Monitoring and Analytics:

  • Track key metrics: search latency (p50, p95, p99), booking conversion rate, payment success rate, double booking incidents (target: zero), cache hit ratio, and service health.
  • Implement distributed tracing (using tools like Jaeger or X-Ray) to track requests across microservices.
  • Set up alerting for anomalies: search latency exceeding SLA, booking errors, payment failures, Elasticsearch cluster health issues, and database replication lag.
  • Build dashboards for business metrics: bookings per day, revenue, host earnings, guest acquisition, and platform growth.
  • A/B testing framework for pricing strategies, search ranking algorithms, and UI changes.

Future Improvements:

  • Real-time pricing: Continuously adjust prices based on live demand signals and competitor pricing.
  • Smart calendars: ML-powered availability and pricing suggestions for hosts to maximize revenue.
  • Video tours: Support for 360-degree video walkthroughs of properties.
  • AI-powered customer support: Chatbots for common guest and host questions.
  • Blockchain payments: Support for cryptocurrency payments for international transactions.
  • Carbon footprint tracking: Calculate and display environmental impact of trips to support sustainable travel.
  • Voice search: Integration with smart assistants for voice-based search and booking.

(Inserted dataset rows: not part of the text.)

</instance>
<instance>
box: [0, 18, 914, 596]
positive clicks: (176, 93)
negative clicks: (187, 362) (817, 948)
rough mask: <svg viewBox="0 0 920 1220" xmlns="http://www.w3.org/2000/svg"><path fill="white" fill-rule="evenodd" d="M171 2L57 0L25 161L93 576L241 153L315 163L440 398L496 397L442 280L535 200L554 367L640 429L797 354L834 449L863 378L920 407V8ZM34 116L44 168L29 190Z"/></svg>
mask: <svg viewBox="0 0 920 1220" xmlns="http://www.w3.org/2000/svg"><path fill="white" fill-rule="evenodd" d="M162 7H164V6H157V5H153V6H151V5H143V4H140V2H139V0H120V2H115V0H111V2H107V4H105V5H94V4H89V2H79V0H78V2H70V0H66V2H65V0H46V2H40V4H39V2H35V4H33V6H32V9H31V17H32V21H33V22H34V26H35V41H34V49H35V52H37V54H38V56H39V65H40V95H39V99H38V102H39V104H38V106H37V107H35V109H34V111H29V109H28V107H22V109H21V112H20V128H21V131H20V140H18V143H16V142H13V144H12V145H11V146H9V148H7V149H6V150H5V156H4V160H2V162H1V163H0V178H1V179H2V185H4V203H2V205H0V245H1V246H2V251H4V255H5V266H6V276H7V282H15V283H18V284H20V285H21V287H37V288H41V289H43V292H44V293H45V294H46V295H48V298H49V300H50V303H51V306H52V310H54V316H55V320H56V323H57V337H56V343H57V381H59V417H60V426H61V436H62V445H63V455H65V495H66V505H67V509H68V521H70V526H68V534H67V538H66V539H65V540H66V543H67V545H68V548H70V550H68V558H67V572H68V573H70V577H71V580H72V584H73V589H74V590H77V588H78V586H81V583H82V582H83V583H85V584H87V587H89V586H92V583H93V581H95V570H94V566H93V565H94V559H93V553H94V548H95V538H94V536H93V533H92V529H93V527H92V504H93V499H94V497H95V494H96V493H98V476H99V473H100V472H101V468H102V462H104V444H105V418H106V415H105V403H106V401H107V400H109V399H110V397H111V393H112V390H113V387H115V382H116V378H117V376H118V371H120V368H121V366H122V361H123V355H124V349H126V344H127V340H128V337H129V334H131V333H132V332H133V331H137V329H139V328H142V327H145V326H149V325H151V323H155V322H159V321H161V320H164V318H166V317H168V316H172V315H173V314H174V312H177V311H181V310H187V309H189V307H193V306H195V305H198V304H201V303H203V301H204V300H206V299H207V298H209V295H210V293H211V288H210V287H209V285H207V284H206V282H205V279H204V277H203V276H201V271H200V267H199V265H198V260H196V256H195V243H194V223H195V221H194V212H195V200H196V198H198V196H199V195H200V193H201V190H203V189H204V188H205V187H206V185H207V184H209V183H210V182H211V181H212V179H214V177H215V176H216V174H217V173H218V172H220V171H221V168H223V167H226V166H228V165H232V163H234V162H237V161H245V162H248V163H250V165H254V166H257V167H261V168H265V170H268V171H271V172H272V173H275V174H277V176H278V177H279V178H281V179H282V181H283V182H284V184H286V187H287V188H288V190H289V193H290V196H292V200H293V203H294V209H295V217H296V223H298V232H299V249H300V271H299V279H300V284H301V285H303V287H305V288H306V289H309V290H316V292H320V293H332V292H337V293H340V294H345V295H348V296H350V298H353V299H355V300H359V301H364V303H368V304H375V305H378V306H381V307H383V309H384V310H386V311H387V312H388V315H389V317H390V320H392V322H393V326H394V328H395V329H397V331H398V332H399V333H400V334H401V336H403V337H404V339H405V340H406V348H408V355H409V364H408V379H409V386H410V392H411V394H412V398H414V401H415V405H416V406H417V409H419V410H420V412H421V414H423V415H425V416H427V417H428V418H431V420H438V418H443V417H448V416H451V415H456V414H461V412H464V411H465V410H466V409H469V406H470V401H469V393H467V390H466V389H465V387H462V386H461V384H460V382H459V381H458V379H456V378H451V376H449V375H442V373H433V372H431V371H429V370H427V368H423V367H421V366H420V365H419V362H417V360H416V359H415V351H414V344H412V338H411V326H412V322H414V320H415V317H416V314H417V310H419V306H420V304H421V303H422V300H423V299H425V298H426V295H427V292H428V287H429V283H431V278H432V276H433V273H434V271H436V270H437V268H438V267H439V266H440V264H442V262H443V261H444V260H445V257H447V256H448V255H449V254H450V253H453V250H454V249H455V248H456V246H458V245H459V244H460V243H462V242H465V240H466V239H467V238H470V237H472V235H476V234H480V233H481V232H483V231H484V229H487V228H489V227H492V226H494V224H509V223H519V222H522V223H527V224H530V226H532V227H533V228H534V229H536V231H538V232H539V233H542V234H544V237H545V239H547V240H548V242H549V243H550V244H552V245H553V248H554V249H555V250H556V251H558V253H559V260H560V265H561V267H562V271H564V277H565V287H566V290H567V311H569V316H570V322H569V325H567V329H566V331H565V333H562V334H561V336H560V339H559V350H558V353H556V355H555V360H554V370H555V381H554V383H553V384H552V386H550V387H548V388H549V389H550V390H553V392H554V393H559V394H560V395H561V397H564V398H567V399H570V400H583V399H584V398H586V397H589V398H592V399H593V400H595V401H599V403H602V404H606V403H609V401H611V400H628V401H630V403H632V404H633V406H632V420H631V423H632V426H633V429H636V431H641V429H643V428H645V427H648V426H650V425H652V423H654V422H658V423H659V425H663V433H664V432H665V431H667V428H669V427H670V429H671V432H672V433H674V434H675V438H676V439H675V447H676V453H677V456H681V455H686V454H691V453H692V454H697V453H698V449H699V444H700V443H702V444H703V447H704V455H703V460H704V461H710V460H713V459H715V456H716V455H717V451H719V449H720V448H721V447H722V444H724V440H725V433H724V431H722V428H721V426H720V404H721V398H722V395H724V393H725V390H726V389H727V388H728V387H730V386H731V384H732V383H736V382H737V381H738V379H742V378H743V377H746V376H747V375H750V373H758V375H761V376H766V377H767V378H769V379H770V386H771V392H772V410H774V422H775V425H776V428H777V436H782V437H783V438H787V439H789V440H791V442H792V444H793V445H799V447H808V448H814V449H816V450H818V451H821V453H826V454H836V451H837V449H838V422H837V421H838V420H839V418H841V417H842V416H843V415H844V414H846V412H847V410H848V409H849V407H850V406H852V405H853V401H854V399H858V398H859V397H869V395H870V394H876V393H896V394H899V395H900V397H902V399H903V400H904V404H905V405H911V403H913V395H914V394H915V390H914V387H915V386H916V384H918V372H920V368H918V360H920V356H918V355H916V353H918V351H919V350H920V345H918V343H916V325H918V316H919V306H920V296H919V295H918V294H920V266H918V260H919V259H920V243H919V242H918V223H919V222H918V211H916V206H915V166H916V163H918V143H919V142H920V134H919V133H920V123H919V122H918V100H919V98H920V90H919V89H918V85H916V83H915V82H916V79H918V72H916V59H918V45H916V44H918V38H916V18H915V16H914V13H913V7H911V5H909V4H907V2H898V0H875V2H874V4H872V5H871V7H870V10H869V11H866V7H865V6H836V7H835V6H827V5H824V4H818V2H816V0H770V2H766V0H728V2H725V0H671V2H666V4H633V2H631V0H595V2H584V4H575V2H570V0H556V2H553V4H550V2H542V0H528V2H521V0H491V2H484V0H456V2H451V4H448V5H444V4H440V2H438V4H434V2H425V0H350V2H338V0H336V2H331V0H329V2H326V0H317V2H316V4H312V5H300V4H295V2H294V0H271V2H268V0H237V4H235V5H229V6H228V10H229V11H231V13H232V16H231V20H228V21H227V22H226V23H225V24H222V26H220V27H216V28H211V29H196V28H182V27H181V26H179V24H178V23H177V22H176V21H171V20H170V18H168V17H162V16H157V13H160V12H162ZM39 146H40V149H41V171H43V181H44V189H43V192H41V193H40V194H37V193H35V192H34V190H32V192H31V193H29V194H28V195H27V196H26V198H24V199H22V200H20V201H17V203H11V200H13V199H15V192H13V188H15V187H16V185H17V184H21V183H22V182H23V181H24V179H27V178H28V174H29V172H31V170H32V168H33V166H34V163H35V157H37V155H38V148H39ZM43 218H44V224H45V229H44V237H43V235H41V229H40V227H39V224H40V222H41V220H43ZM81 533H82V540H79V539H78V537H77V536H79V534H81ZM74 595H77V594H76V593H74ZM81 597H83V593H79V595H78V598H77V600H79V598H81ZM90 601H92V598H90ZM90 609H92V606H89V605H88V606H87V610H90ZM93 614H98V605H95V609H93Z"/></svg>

Congratulations on getting this far! Designing Airbnb is a complex system design challenge that touches on many important distributed systems concepts including geospatial search, distributed locking, payment processing, fraud detection, and machine learning. The key is to start simple, satisfy functional requirements first, then layer in the non-functional requirements and optimizations.


Summary

This comprehensive guide covered the design of a vacation rental marketplace like Airbnb, including:

  1. Core Functionality: Listing management, geospatial search, booking with concurrency control, payment processing with escrow, and dual-blind review system.
  2. Key Challenges: Efficient search at scale, preventing double bookings, dynamic pricing optimization, review fraud detection, calendar conflict resolution, and payment lifecycle management.
  3. Solutions: Elasticsearch for geospatial search, distributed locks with Redis for booking concurrency, ML-based pricing and ranking models, multi-layered fraud detection, and Stripe integration for payments.
  4. Scalability: Horizontal service scaling, database sharding, caching strategies, async processing, and message queues for reliability.

The design demonstrates how to handle complex marketplace dynamics with strong consistency requirements, sophisticated fraud prevention, and personalization at scale while maintaining high availability and performance.